[CentOS] unfsd scalability issues

Sun Jun 17 20:32:44 UTC 2012
Boris Epstein <borepstein at gmail.com>

On Thu, Jun 14, 2012 at 1:15 PM, Boris Epstein <borepstein at gmail.com> wrote:

>
>
> On Wed, Jun 13, 2012 at 10:11 AM, <m.roth at 5-cent.us> wrote:
>
>> Boris Epstein wrote:
>> > On Sat, Jun 2, 2012 at 2:50 PM, John R. Dennison <jrd at gerdesas.com>
>> wrote:
>> >> On Sat, Jun 02, 2012 at 10:59:13AM -0400, Boris Epstein wrote:
>> <snip>
>> > To be specific, I use UNFSD to export a MooseFS file system. MooseFS, by
>> > the way, is userland-process based too.
>> >
>> > Be that as it may, I've seen situations where a comparably configured
>> > MooseFS client get to read at, say, 40 MB/s - which is fine - but the
>> > UNFSD at the same time reads at 40K/s(!) Why would that be? I mean, some
>> > degradation I can dig but 3 orders of magnitude? What is with this?
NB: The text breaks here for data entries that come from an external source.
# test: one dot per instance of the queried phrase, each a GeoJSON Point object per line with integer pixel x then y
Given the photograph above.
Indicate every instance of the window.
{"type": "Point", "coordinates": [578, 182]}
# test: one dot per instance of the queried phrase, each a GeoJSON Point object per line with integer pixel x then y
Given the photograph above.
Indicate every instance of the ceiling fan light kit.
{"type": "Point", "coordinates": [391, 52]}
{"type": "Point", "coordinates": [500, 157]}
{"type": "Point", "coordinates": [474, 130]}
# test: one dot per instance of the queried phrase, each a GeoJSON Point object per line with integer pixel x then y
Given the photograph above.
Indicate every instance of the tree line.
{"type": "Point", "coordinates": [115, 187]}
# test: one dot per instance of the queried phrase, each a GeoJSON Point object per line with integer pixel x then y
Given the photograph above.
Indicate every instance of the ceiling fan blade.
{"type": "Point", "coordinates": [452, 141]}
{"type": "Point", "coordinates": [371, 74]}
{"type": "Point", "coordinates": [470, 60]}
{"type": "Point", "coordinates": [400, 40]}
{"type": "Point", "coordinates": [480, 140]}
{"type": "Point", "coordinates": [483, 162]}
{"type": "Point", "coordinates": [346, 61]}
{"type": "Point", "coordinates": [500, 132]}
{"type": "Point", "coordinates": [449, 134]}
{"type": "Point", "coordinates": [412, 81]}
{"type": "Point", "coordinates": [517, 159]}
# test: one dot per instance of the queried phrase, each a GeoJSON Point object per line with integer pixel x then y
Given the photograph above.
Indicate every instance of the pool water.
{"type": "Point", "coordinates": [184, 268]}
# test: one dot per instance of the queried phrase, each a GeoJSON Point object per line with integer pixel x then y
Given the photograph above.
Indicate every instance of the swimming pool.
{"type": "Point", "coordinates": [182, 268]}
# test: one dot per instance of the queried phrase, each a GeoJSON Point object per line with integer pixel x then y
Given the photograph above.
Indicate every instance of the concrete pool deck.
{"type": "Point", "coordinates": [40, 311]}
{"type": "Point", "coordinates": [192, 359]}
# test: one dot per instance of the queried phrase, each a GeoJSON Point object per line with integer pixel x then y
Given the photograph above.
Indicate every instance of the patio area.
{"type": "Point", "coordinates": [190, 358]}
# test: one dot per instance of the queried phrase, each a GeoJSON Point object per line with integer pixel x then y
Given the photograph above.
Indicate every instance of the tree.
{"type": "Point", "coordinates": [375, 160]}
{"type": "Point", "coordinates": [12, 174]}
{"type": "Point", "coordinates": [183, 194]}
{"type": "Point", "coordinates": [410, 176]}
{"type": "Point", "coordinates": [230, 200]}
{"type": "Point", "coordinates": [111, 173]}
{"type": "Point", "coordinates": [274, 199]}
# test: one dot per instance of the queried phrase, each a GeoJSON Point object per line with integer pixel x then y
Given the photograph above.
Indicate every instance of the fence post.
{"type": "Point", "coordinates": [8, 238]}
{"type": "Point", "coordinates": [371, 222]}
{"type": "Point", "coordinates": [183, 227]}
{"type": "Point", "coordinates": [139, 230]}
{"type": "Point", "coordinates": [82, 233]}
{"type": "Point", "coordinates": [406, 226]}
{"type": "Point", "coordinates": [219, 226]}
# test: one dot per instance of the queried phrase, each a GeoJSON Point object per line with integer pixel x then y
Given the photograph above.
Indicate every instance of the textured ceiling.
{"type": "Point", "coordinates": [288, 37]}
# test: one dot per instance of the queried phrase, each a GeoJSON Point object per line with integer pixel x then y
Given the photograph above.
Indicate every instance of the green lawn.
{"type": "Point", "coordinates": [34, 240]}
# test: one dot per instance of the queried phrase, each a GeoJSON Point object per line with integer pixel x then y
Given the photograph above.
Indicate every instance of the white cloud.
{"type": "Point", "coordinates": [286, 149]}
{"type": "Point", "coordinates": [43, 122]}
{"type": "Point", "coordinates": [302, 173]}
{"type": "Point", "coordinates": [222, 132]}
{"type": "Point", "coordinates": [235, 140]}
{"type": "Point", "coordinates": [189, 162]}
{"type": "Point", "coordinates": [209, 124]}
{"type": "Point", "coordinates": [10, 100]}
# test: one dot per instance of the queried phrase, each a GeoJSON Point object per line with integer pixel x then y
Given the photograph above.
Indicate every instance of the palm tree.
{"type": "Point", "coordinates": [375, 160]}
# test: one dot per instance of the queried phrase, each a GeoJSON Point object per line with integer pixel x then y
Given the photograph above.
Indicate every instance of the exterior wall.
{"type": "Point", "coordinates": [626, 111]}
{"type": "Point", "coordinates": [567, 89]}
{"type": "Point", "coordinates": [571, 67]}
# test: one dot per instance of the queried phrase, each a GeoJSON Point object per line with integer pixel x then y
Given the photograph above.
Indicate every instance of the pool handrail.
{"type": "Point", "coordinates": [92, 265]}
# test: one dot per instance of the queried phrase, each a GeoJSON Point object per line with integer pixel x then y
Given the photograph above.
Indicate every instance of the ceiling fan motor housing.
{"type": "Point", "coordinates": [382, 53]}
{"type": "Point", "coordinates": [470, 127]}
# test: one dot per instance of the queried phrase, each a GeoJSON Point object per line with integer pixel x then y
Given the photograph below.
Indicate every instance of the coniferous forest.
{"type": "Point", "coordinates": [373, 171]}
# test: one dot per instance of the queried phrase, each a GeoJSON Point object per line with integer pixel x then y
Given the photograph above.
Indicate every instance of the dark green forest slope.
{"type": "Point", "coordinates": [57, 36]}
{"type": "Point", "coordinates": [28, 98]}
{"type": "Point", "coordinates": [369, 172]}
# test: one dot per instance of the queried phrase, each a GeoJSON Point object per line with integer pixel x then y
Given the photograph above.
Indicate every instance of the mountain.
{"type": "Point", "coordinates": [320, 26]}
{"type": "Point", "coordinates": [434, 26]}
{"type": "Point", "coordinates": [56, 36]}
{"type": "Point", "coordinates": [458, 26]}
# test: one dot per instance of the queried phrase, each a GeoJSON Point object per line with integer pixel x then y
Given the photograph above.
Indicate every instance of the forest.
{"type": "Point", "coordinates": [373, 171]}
Am I
>> > doing something wrong?
>> <snip>
>> I wonder... what's the architecture of what you're getting these results?
>> I tried opening a bug with upstream over NFS4 and 6.x, and no one ever
>> looked at it, and they closed it.
>>
>> 100% repeatably: unpack a package locally, seconds.
>>                 unpack it from an NFS mount onto a local drive, about 1
>> min.
>>                 unpack it from an NFS mount onto an NFS mount, even when
>>                    the target is exported FROM THE SAME MACHINE* that the
>>                    process is running on: 6.5 - 7 MINUTES.
>>
>> * That is,
>>     [server 1]                             [server 2]
>>        /export/thatdir --NFS-->    /target/dir
>>                                    /s2/source
>>                                    /source/dir --NFS-->/s2/source
>>     and cd [server 2]:/target/dir and unpack from /s2/source
>>
>> I suppose I'll try logging into upstream's bugzilla using our official
>> licensed id; maybe then they'll assign someone to look at it....
>>
>>        mark
>>
>>
>>
> Mark,
>
> Thanks, my architecture is extremely similar to yours, except that in my
> case the "second layer", if I may say so, is MooseFS (
> http://www.moosefs.org/ ), not NFS. MooseFS itself is blazing, by the way.
>
> So the diagram in my case would look something like this:
>
>        /export/thatdir --NFS-->    /target/dir
>                                    /s2/source
>                                    /source/dir -- MooseFS mount (mfsmount)
> -->/s2/source
>
> The discrepancy in the resultant performance is comparable.
>
> Thanks.
>
> Boris.
>

I may have discovered a fix. Still don't know why it is a fix - but for
what it's worth...

OK, if you put your UNFSD daemon on a completely different physical machine
- i.e., with no MooseFS component running on it - it seems to work just
fine. For a single client I got a performance of about 70 MB/s over 1
Gbit/s network. When multiple (up to 5) clients) do their reads the
performance seems to degrade roughly proportionally.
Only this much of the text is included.